All that matters is the concurrency model because that application he's running is barely doing anything else except IO and anything outside of IO becomes negligible because after enough requests, those sync worker processes will all be spending the majority of their time blocked by an IO request.
The basic essence of the original claim is that sync is not necessarily better than async for all cases of high IO tasks. I bring up node as a counter example because that async model IS Faster for THIS same case. And bringing up node is 100% relevant because IO is the bottleneck, so it doesn't really matter how much faster node is executing as IO should be taking most of the time.
Clearly and logically the async concurrency model is better for these types of tasks so IF tests indicate otherwise for PYTHON then there's something up with python specifically.
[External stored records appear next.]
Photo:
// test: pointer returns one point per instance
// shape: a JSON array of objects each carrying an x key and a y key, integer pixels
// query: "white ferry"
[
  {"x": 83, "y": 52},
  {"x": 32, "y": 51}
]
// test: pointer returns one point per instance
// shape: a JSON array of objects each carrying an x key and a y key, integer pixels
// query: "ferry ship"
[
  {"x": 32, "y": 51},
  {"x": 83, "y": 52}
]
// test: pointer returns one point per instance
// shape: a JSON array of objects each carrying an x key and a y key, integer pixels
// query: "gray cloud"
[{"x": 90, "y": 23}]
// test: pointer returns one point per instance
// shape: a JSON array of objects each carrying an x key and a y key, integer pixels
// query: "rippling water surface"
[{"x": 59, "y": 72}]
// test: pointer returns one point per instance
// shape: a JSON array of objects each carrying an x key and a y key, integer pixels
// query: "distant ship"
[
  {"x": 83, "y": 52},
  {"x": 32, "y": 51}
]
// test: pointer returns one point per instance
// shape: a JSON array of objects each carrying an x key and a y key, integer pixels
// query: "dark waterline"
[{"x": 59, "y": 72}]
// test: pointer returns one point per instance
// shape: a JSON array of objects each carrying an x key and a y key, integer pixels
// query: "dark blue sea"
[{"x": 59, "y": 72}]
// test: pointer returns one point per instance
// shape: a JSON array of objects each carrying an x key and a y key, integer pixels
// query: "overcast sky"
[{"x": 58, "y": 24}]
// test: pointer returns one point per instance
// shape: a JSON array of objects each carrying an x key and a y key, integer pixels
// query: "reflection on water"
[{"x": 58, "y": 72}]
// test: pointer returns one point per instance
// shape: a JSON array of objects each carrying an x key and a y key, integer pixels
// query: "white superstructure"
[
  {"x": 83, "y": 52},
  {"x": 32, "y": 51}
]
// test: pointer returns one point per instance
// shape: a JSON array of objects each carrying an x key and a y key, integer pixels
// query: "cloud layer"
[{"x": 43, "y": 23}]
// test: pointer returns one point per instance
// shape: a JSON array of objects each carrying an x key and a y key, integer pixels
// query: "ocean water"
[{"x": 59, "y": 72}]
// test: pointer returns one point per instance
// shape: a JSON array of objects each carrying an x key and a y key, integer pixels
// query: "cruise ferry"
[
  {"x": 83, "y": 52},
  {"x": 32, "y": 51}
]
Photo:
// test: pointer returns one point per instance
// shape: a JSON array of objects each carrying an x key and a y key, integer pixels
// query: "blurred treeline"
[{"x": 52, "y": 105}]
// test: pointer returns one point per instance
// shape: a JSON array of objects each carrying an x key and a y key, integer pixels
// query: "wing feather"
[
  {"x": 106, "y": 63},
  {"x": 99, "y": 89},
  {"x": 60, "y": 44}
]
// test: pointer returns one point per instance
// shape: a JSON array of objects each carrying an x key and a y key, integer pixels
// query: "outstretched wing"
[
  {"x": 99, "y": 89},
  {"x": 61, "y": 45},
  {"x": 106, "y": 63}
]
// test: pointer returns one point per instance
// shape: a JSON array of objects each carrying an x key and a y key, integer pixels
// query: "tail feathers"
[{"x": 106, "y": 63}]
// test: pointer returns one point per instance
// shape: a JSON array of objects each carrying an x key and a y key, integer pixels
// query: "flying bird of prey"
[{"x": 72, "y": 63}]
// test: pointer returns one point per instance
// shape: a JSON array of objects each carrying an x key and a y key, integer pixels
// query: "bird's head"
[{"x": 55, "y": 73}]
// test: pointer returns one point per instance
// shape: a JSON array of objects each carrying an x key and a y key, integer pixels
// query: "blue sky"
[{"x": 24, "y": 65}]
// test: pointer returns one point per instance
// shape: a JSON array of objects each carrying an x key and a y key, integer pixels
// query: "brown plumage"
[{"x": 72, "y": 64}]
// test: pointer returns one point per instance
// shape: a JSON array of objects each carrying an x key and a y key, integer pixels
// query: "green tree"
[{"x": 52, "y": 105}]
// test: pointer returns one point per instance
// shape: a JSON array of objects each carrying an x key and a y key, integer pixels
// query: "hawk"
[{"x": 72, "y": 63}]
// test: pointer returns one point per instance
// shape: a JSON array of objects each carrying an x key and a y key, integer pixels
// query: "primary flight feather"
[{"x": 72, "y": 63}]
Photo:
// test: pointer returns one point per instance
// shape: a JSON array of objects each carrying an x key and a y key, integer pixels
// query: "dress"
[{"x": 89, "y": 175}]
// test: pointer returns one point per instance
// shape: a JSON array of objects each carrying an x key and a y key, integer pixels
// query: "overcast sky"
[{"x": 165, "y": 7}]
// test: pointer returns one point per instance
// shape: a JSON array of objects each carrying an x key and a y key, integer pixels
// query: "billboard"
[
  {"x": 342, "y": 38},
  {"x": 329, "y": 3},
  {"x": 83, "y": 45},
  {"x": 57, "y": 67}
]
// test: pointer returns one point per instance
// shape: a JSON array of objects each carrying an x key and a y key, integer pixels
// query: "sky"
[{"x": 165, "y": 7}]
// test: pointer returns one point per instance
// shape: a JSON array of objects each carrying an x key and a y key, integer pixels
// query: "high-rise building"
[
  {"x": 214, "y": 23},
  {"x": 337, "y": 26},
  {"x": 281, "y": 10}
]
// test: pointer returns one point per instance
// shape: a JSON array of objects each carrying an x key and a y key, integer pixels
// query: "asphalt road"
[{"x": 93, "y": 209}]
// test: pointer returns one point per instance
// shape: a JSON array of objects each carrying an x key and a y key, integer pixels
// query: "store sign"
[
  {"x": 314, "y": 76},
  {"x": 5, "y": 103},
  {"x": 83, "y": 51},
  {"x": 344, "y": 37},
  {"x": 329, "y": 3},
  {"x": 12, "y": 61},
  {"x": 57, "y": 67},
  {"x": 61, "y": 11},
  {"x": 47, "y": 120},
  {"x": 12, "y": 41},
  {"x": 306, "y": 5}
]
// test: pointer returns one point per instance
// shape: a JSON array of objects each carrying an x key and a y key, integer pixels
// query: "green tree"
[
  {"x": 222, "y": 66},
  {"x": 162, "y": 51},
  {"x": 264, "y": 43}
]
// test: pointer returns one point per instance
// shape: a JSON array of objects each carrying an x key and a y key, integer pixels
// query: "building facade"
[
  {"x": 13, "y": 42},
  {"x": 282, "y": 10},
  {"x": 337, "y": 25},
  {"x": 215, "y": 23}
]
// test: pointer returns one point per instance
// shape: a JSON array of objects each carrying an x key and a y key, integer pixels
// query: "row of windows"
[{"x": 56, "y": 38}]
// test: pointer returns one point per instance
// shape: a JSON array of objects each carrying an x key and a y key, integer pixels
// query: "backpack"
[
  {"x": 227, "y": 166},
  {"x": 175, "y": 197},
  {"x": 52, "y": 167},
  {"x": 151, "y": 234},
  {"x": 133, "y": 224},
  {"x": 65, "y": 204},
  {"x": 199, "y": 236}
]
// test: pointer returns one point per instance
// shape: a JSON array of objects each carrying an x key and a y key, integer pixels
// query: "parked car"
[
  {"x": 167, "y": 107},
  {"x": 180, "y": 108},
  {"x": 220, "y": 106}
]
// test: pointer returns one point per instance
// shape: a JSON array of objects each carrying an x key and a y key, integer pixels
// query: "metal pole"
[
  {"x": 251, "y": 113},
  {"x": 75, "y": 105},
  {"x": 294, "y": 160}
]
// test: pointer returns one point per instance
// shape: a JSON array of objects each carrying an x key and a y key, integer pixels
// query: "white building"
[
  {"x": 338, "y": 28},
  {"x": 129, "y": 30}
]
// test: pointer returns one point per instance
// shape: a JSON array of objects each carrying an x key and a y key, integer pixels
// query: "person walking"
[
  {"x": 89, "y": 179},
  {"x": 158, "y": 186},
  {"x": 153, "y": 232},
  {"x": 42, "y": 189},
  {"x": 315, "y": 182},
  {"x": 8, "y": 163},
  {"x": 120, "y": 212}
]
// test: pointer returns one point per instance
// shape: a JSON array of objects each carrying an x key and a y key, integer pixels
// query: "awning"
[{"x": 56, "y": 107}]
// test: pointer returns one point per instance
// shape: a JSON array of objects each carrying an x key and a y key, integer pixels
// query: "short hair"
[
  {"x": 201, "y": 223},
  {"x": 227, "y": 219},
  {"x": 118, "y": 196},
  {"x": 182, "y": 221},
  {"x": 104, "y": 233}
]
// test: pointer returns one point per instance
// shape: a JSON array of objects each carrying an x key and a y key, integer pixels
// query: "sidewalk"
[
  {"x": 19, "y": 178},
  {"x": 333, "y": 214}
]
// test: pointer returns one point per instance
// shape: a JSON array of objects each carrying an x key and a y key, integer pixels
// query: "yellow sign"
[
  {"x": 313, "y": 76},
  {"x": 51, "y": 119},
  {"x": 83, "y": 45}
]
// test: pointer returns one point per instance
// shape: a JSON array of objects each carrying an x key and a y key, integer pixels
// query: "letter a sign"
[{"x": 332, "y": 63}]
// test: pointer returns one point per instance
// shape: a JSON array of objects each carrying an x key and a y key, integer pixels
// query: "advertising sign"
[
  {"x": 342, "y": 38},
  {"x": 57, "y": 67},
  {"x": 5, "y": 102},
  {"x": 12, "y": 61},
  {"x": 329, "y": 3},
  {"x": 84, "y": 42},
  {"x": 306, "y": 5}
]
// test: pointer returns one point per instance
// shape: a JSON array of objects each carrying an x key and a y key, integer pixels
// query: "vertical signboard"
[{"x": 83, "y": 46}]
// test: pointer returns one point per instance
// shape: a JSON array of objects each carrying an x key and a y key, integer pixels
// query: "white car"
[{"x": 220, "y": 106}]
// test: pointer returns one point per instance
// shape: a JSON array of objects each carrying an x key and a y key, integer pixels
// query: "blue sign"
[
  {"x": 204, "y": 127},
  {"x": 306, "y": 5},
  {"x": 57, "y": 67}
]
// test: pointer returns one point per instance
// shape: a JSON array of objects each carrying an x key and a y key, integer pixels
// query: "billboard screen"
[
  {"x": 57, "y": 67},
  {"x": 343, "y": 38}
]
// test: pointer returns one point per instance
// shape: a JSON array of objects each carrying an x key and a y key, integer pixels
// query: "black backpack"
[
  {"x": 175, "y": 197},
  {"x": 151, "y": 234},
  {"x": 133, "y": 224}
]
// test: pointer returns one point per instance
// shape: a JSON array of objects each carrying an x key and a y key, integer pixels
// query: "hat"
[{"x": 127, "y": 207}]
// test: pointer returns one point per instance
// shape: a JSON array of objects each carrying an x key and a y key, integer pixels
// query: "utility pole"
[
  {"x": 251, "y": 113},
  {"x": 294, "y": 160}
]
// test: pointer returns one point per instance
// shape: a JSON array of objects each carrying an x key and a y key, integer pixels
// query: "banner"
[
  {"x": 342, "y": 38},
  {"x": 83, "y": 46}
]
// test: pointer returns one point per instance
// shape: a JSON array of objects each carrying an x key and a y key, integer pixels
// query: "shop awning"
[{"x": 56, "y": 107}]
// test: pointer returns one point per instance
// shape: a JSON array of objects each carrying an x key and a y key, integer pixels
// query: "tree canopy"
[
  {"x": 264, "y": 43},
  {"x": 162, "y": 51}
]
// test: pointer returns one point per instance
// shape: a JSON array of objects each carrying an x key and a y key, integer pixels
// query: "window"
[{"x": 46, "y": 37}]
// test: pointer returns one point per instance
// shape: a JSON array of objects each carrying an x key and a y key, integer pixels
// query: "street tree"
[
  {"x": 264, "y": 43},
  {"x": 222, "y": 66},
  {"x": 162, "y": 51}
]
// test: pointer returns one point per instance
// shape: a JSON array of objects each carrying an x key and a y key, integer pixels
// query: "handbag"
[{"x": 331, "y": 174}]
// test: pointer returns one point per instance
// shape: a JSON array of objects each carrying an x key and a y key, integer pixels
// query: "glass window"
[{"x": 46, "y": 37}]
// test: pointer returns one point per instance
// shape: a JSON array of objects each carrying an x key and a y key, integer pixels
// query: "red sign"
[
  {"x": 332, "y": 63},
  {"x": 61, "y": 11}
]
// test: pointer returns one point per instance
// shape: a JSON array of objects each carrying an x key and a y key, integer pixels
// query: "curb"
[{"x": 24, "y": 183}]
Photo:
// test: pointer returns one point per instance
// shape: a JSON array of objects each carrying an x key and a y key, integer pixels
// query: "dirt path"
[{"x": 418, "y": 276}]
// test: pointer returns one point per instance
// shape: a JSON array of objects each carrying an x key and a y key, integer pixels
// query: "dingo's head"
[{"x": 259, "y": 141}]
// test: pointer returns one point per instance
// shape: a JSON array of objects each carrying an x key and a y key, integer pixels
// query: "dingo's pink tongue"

You're right, we are in disagreement. I didn't realize you completely failed to understand what's going on and felt the need to do an apples to apples comparison when such a comparison is not Needed at all.
Nodejs is faster than Python as a general rule, anyway. As I understand, Nodejs compiles Javascript, Python interprets Python code.
I do a lot of Django and Nodejs and Django is great to sketch an app out, but I've noticed rewriting endpoints in Nodejs directly accessing postgres gets much better performance.
CPython, the reference implementation, interprets Python. PyPy interprets and JIT compiles Python, and more exotic things like Cython and Grumpy statically compiles Python (often through another, intermediate language like C or Go).
Node.js, using V8, interprets and JIT compiles JavaScript.
Although note that, while Node.js is fast relative to Python, it's still pretty slow. If you're writing web-stuff, I'd recommend Go instead for casually written, good performance.
The compare between Django against no-ORM is a bit weird given that rewriting your endpoint in python without Django or ORM would also have produced better results I suppose.
Right but this test focused on concurrent IO. The bottleneck is not the interpreter but the concurrency model. It doesn't matter if you coded it in C++, the JIT shouldn't even be a factor here because the bottleneck is IO and therefore ONLY the concurrency model should be a factor here. You should only see differences in speed based off of which model is used. All else is negligible.
So you have two implementations of async that are both bottlenecked by IO. One is implemented in node. The other in python.
The node implementation behaves as expected in accordance to theory meaning that for thousands of IO bound tasks it performs faster then a fixed number of sync worker threads (say 5 threads).
This makes sense right? Given thousands of IO bound tasks, eventually all 5 threads must be doing IO and therefore blocked on every task, while the single threaded async model is always context switching whenever it encounters an IO task so it is never blocked and it is always doing something...
Meanwhile the python async implementation doesn't perform in accordance to theory. 5 async workers is slower then 5 sync workers on IO bound tasks. 5 sync workers should eventually be entirely blocked by IO and the 5 async workers should never be blocked ever... Why is the python implementation slower? The answer is obvious:
It's python specific. It's python that is the problem.